Transport Across Membranes

Transport Across Membranes

The cell membrane prevents equal motion of water and dissolved substances from inside to outside the cell.

Many substances cannot pass through biological membranes. The transport of materials across a cell

membrane falls into two general categories.

Passive transport - does not require energy use by the cell.

a. Diffusion

· All molecules move continuously by random simple diffusion. This movement is spontaneous and does not require energy. Diffusion is the movement of particles from an area of higher concentration to an area of lower concentration.

· Heat energy causes molecules to move randomly. This motion is called Brownian motion.

· If the concentration of molecules in 2 areas is different diffusion will cause molecules to move from the area with the higher concentration to the area with the lower concentration.

· The greater the concentration difference, the more rapid the net diffusion.

· Diffusion evens out the concentrations so they are equal everywhere, i.e., equilibrium - when there is uniform concentration.

· The movement is due to collisions between particles and a few factors affect the rate

(1) Temperature - rate of diffusion increases as temperature increases.

(2) Pressure - rate of diffusion increases as pressure increases.

(3) Concentration - rate of diffusion increases as concentration increases.

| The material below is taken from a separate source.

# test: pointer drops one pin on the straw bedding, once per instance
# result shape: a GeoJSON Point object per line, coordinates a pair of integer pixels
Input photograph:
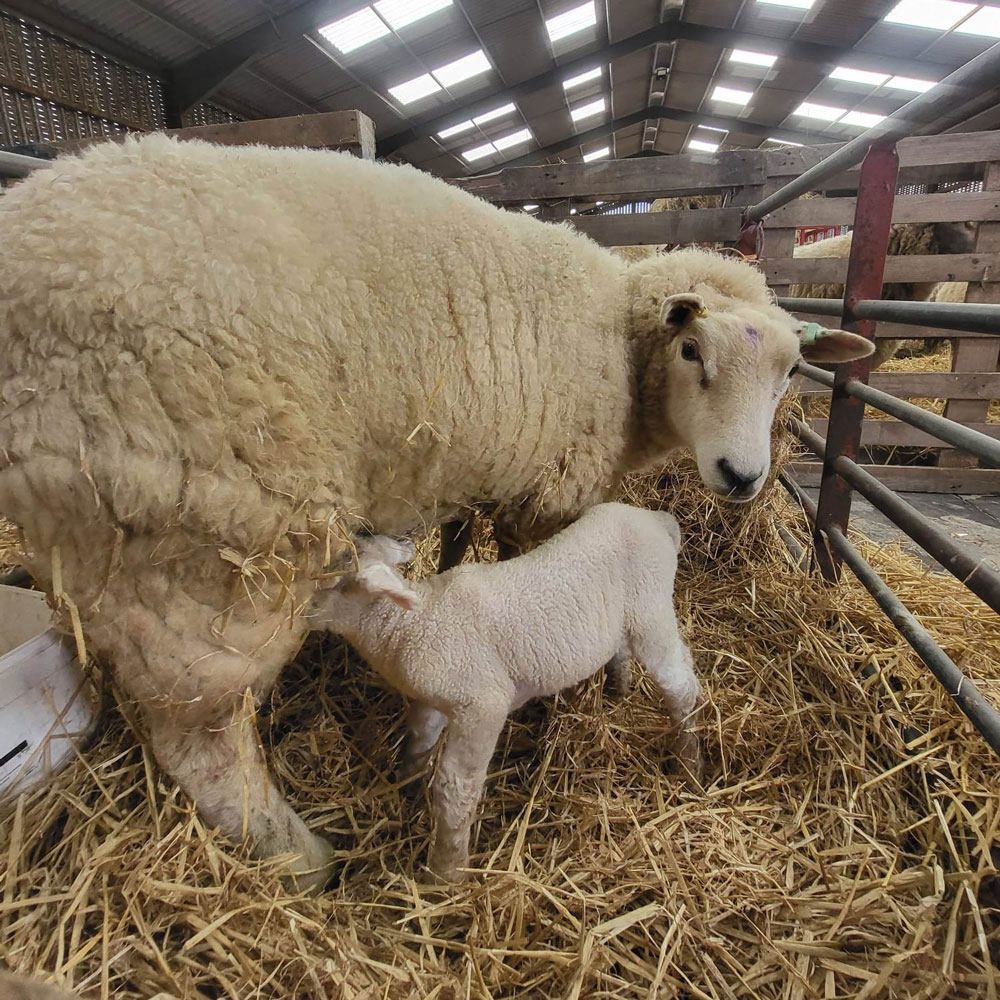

(4) Size - rate of diffusion decreases as molecule size increases.

b. Osmosis

· Remember that, in a solution, the substance present in the greatest amount is called the solvent. In biology the solvent is almost always water.

· Solutes are the substances dissolved in the solvent.

· When water diffuses across a selectively permeable membrane, it is called osmosis. It occurs when a solute cannot pass through a membrane but the solvent (water) can.

· Because it is a special kind of diffusion, osmosis occurs spontaneously and requires no energy.

· Water moves from an area where there is more water to an area where there is less water. In general, water moves toward the area with a higher solute concentration because it has a lower water concentration.

· The amount of water in a solution is indirectly proportional to the amount of solute in the solution. Think of a dilute solution (call it A) as having a high water concentration (because it has few solutes) and a concentrated solution (call it B) as having a lower water concentration (because it has lots of solutes). If these two solutions were separated by a selectively permeable membrane, water would flow from high water to low water concentration. I.e., from A to B.

· 3 types of solutions

(1) Hypotonic - a solution which is more dilute (i.e., less solutes) than the cytosol. The cell gains water and

swells. This is a problem for many freshwater organisms.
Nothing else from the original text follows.